A lifting property for finite abelian groups

Let \(A\) be the finite abelian group \[A = \mathbb{Z}/(n_1) \times \mathbb{Z}/(n_2) \times \cdots \times \mathbb{Z}/(n_t).\]

If \(G\) is a group containing elements \(g_1, g_2, \ldots, g_t\) such that \(g_i^{n_i} = 1\) for each \(i\) and \(g_ig_j = g_jg_i\) for all \(i\) and \(j\), then there is a unique group homomorphism \(\theta : A \rightarrow G\) such that \(\theta(1_i) = g_i\) for each \(i\). (Here, \(1_i\) is the element of \(A\) with a \(\underline{1}\) in the \(i\)th entry and \(\underline{0}\) elsewhere.)

Let \(\theta \subseteq A \times G\) consist of the pairs \[\left(\left(\underline{b_i}\right)_{i=1}^t, \prod_{i=1}^t g_i^{b_i}\right).\] We claim that \(\theta\) is a group homomorphism. Clearly \(\theta\) is total.

To see that \(\theta\) is well-defined, suppose we have tuples \(\left(\underline{b_i}\right), \left(\underline{c_i}\right) \in A\) such that \((\underline{b_i}) = (\underline{c_i})\); that is, for each \(i\) we have \(b_i \equiv c_i \pmod{n_i}\), and thus \(b_i - c_i = k_in_i\) for some \(k_i\). Now \[\prod_{i=1}^t g_i^{b_i - c_i} = \prod_{i=1}^t g_i^{k_in_i} = \prod_{i=1}^t (g_i^{n_i})^{k_i} = \prod_{i=1}^t 1^{k_i} = \prod_{i=1}^t 1 = 1,\] and thus (since the \(g_i\) commute pairwise) \[\prod_{i=1}^t g_i^{b_i} = \prod_{i=1}^t g_i^{c_i}.\] Thus \(\theta\) is a mapping.

Now note that if \(\left(\underline{b_i}\right), \left(\underline{c_i}\right) \in A\), we have \[\begin{array}{rcl} \theta\left(\left(\underline{b_i}\right)+\left(\underline{c_i}\right)\right) & = & \theta\left(\underline{b_i+c_i}\right) \\ & = & \prod_{i=1}^t g_i^{b_i + c_i} \\ & = & \prod_{i=1}^t g_i^{b_i} g_i^{c_i} \\ & = & \prod_{i=1}^t g_i^{b_i} \cdot \prod_{i=1}^t g_i^{c_i} \\ & = & \theta\left(\underline{b_i}\right) \cdot \theta\left(\underline{c_i}\right). \\ \end{array}\]
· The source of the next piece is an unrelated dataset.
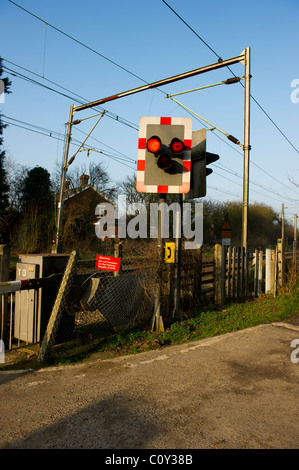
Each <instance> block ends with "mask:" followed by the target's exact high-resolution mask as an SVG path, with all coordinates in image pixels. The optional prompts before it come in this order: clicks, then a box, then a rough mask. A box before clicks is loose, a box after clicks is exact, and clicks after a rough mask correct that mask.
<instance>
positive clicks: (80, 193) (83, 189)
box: [63, 184, 116, 207]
(From line 3 to 4 we use the fact that the \(g_i\) commute pairwise.) So \(\theta\) is a group homomorphism. Finally, it is clear that \(\theta(1_i) = g_i\) for each \(i\).

Now suppose \(\sigma : A \rightarrow G\) is a group homomorphism such that \(\sigma(1_i) = g_i\) for each \(i\). We have \[\begin{array}{rcl} \sigma\left(\underline{b_i}\right) & = & \sigma\left(\sum_{i=1}^t b_i 1_i\right) \\ & = & \prod_{i=1}^t \sigma(1_i)^{b_i} \\ & = & \prod_{i=1}^t g_i^{b_i} \\ & = & \theta\left(\underline{b_i}\right) \\ \end{array}\] so that \(\sigma = \theta\) as claimed.